Nocturne 2020: Marie-Soleil Provençal wastes not, wants lots | The Coast Halifax

Nocturne 2020: Marie-Soleil Provençal wastes not, wants lots

“I realized how much waste I was producing as an artist.”

click to enlarge Nocturne 2020: Marie-Soleil Provençal wastes not, wants lots
Marie-Soleil Provençal
Provençal shows what Halifax's shoreline will look like in 2099 as she transitions to installation art.


Shoreline 2099

Halifax waterfront

Oct 12-17




The water pitches and heaves. The air smells of salt. Sometimes, the wood creaks. Don’t be afraid: You’re not about to fall into the Atlantic.


At least, you won’t yet. But come 2099, the Halifax waterfront will look very different. About half the wooden walkway will be gone as climate change causes water levels to rise. The spot you’re standing on? It might be, too—alongside buildings that now dot the harbour, like Queen’s Marque and Casino Nova Scotia.

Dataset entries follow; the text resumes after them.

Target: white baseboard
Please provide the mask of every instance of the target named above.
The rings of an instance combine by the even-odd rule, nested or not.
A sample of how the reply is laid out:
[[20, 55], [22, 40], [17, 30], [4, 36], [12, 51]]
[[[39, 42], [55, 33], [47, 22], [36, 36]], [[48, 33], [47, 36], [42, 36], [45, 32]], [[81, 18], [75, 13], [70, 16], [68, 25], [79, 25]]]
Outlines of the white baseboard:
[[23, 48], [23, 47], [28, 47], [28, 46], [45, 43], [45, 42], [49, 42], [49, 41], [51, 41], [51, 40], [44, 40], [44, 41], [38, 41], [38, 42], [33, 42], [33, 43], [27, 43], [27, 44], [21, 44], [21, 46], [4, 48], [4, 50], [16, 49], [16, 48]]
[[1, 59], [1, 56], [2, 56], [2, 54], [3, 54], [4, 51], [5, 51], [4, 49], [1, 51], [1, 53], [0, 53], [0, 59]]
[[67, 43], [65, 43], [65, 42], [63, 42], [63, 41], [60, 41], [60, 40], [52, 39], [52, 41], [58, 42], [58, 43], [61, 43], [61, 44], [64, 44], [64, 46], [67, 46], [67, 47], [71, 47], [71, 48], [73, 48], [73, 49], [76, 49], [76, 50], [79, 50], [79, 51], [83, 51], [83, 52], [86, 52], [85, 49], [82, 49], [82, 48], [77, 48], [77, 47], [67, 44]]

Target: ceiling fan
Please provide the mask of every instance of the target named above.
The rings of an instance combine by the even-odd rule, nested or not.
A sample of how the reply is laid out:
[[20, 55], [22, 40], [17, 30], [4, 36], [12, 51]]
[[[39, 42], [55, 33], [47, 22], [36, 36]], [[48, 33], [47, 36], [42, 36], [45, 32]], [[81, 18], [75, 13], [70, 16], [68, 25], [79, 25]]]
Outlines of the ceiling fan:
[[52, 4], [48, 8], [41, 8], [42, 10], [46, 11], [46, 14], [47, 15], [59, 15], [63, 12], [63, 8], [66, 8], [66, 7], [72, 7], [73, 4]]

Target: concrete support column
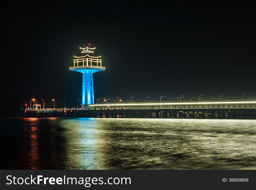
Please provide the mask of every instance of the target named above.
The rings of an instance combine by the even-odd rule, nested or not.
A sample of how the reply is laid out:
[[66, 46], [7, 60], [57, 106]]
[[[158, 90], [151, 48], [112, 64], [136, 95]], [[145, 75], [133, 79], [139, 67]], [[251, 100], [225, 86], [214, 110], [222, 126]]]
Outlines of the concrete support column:
[[100, 118], [102, 118], [102, 115], [103, 115], [103, 111], [102, 110], [102, 108], [100, 108], [100, 110], [99, 112], [99, 116]]
[[222, 118], [225, 119], [226, 115], [226, 111], [222, 111]]
[[177, 118], [177, 112], [173, 112], [173, 116], [175, 118]]
[[122, 107], [122, 109], [121, 110], [121, 118], [124, 118], [124, 108]]
[[156, 118], [159, 118], [159, 110], [156, 110]]
[[235, 119], [237, 117], [236, 116], [236, 111], [233, 111], [233, 118], [234, 119]]
[[106, 117], [109, 118], [109, 108], [108, 108], [108, 109], [106, 111], [106, 114], [105, 115]]
[[116, 118], [116, 115], [117, 113], [116, 111], [116, 109], [115, 109], [115, 108], [114, 109], [114, 117], [115, 118]]

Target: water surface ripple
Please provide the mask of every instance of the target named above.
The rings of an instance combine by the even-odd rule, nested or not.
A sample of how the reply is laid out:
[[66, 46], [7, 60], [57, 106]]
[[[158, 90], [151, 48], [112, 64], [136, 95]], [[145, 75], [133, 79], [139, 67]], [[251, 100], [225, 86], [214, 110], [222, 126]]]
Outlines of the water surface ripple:
[[1, 120], [1, 169], [256, 169], [255, 120]]

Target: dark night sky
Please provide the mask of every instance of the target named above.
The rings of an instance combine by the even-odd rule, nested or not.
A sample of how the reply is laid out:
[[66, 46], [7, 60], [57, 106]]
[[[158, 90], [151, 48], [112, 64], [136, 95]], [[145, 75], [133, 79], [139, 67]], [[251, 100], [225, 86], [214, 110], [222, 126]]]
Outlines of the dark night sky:
[[81, 74], [68, 67], [89, 43], [106, 67], [94, 74], [95, 102], [256, 100], [253, 5], [146, 1], [2, 4], [3, 105], [19, 110], [33, 96], [75, 107]]

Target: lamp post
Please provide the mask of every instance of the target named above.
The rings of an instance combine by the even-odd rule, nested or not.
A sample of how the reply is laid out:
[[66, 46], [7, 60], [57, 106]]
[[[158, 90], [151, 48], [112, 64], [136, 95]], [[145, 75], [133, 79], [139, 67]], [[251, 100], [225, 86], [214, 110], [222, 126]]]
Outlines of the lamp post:
[[202, 94], [201, 94], [201, 95], [200, 95], [200, 96], [199, 96], [199, 103], [200, 103], [200, 102], [201, 102], [201, 101], [200, 101], [200, 100], [201, 99], [201, 98], [203, 98], [202, 97], [202, 98], [201, 97], [201, 96], [202, 96], [202, 95], [203, 95]]
[[30, 109], [31, 109], [31, 101], [33, 101], [33, 102], [35, 101], [35, 98], [33, 98], [32, 100], [30, 100]]
[[163, 97], [163, 98], [165, 97], [166, 97], [166, 96], [165, 96]]
[[[179, 99], [179, 102], [181, 103], [181, 98], [185, 98], [185, 97], [183, 96], [183, 95], [182, 95], [182, 96], [181, 96], [179, 97], [179, 98], [178, 98], [178, 97], [177, 97], [177, 98], [178, 98]], [[180, 106], [181, 107], [181, 104], [180, 104]]]
[[146, 97], [146, 104], [147, 104], [147, 98], [148, 98], [148, 97], [149, 97], [149, 96], [147, 96], [147, 97]]
[[[130, 98], [130, 104], [131, 104], [131, 98], [133, 98], [133, 96], [132, 96], [132, 97], [131, 97], [131, 98]], [[130, 107], [131, 107], [131, 105], [130, 105]]]
[[178, 98], [179, 99], [179, 102], [181, 103], [181, 98], [185, 98], [185, 97], [183, 96], [183, 95], [182, 96], [181, 96], [180, 98], [178, 98], [178, 97], [177, 97], [177, 98]]
[[131, 103], [131, 98], [133, 98], [133, 96], [131, 97], [130, 98], [130, 104]]
[[45, 109], [45, 101], [42, 99], [42, 100], [44, 101], [44, 110]]
[[[202, 97], [202, 98], [196, 98], [196, 99], [198, 99], [199, 100], [199, 103], [200, 103], [200, 99], [201, 99], [201, 98], [203, 98]], [[200, 108], [200, 104], [199, 104], [199, 108]]]
[[78, 109], [78, 106], [77, 105], [77, 101], [79, 100], [80, 99], [80, 98], [79, 98], [79, 99], [77, 99], [77, 109]]
[[244, 94], [244, 93], [242, 94], [242, 107], [243, 108], [243, 95]]
[[222, 95], [223, 94], [220, 94], [220, 108], [221, 108], [221, 95]]
[[147, 96], [146, 97], [146, 109], [147, 108], [147, 98], [148, 98], [149, 97], [149, 96]]

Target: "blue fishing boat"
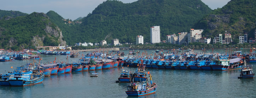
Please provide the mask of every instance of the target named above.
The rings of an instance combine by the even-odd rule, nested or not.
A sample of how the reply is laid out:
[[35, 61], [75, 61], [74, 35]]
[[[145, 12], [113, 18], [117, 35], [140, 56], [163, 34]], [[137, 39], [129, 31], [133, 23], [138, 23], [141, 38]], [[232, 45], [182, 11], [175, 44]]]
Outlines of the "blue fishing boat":
[[158, 53], [159, 52], [159, 50], [158, 50], [157, 49], [155, 51], [156, 51], [156, 53]]
[[38, 55], [30, 55], [28, 54], [20, 54], [15, 58], [16, 59], [18, 60], [29, 60], [39, 59], [40, 56]]
[[13, 75], [13, 78], [8, 80], [11, 86], [26, 86], [40, 83], [44, 78], [44, 75], [42, 72], [33, 72], [29, 70], [22, 71], [17, 70]]
[[242, 66], [241, 67], [240, 77], [238, 78], [252, 78], [254, 77], [254, 72], [252, 71], [251, 65]]
[[150, 94], [155, 93], [157, 85], [153, 83], [151, 75], [150, 76], [150, 83], [148, 79], [147, 81], [131, 83], [127, 85], [127, 91], [125, 91], [129, 96], [141, 96]]
[[201, 70], [202, 68], [201, 66], [204, 65], [205, 64], [206, 61], [203, 60], [197, 60], [195, 61], [194, 64], [190, 65], [189, 66], [189, 68], [192, 70]]
[[110, 69], [112, 62], [105, 62], [102, 65], [102, 69]]
[[73, 64], [72, 66], [72, 72], [81, 72], [83, 71], [83, 65], [80, 64]]
[[215, 64], [215, 62], [213, 61], [206, 61], [204, 65], [201, 66], [202, 70], [212, 70], [211, 65]]
[[113, 67], [117, 68], [118, 66], [118, 61], [117, 61], [113, 62]]
[[118, 82], [124, 83], [131, 82], [132, 74], [129, 71], [123, 70], [120, 77], [118, 78]]
[[10, 62], [14, 61], [15, 60], [15, 58], [9, 56], [4, 56], [0, 57], [0, 61]]
[[88, 71], [89, 68], [89, 66], [87, 65], [84, 65], [83, 67], [83, 71]]
[[141, 60], [141, 64], [138, 66], [137, 70], [133, 75], [134, 82], [146, 81], [147, 79], [147, 72], [145, 71], [145, 66], [143, 64], [143, 61]]
[[9, 72], [5, 75], [1, 75], [2, 79], [0, 80], [0, 86], [10, 86], [10, 83], [9, 83], [9, 79], [13, 78], [13, 74], [12, 72]]

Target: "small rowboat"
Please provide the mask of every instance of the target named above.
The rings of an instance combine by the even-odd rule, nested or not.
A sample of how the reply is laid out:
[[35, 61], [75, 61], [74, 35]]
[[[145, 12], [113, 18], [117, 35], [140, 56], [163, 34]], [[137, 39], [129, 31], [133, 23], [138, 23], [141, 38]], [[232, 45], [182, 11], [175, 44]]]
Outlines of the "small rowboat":
[[91, 77], [98, 77], [98, 73], [91, 73]]

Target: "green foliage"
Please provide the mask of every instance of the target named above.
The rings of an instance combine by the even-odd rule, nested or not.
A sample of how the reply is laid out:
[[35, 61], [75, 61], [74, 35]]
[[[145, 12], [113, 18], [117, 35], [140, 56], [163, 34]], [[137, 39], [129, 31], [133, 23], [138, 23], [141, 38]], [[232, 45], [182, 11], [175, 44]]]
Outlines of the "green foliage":
[[56, 41], [53, 41], [53, 39], [50, 38], [49, 37], [46, 36], [43, 40], [43, 43], [44, 46], [58, 46], [59, 44]]
[[[150, 27], [160, 26], [162, 40], [166, 35], [186, 32], [204, 16], [212, 12], [200, 0], [139, 0], [129, 4], [107, 0], [82, 19], [81, 24], [65, 24], [63, 18], [52, 11], [47, 14], [62, 31], [67, 44], [79, 42], [108, 44], [118, 38], [120, 43], [134, 43], [142, 35], [150, 40]], [[109, 35], [109, 36], [108, 36]]]
[[[215, 9], [193, 26], [196, 29], [208, 29], [202, 35], [216, 36], [225, 30], [232, 35], [232, 40], [237, 43], [239, 36], [248, 34], [248, 39], [254, 38], [256, 28], [256, 2], [254, 0], [232, 0], [222, 8]], [[213, 37], [212, 37], [213, 38]]]
[[[46, 25], [49, 25], [55, 28], [56, 25], [48, 19], [43, 13], [34, 12], [29, 15], [13, 18], [8, 20], [0, 20], [0, 47], [6, 48], [15, 45], [18, 47], [24, 48], [32, 45], [31, 41], [33, 37], [38, 36], [40, 37], [47, 36], [44, 29]], [[56, 39], [55, 37], [50, 39]], [[53, 40], [55, 41], [55, 40]], [[55, 42], [50, 44], [58, 46]], [[11, 48], [16, 49], [17, 47], [12, 46]]]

If you’re having a hard time to visualize this, don’t worry: sculptor turned installation artist Marie-Soleil Provençal’s Nocturne exhibit, Shoreline 2099, will finally make you see it.


“It’s a visual marker, it’s making things more realistic than just words sometimes. I love words, but seeing it visually it’s like ‘oh wait, now I get it’,” Provençal explains.

Climate anxiety has formed a cumulus cloud of concern at the forebrain of Provençal’s art-making over the past year, informing pieces like this, her Nocturne debut. Her evolution to creating Shoreline 2099 is the sort of environmentally minded glow-up that Greta Thunberg would love: Last year, Provençal exhibited a life-sized cement buoy she had created but “I don’t want to work with those materials anymore. They were leaving a big impact: It’s fibreglass, it’s cement. So I’m working more right now towards installation work: Something I can remove without leaving too much traces on the environment, so it’s an interesting shift,” the artist says. “It mostly happened because, at one point, I realized how much waste I was producing as an artist.”

Her Nocturne project—reflective tape on the ground, marking where the new Halifax shoreline will be—is an attempt to end apathy. When asked what she’d say to those who would tell her that the only answer is to divest from big oil and hold corporations accountable, Provençal says: “Yeah but, we are part of those companies, we are part of those governments—we elected them, we’re employees of them. So I think we are part of it, if we want it or not.”

“It was amazing when we were installing it and some people were like ‘Yeah, you’re right’ and other people were questioning us about it, like ‘OK, what do you mean’. So, just generating that dialogue between people: I’d be happy if it’s happening,” Provençal adds. "We can’t make those changes alone. So in my way, sharing it in art is sharing it with others to feel we can change something together.”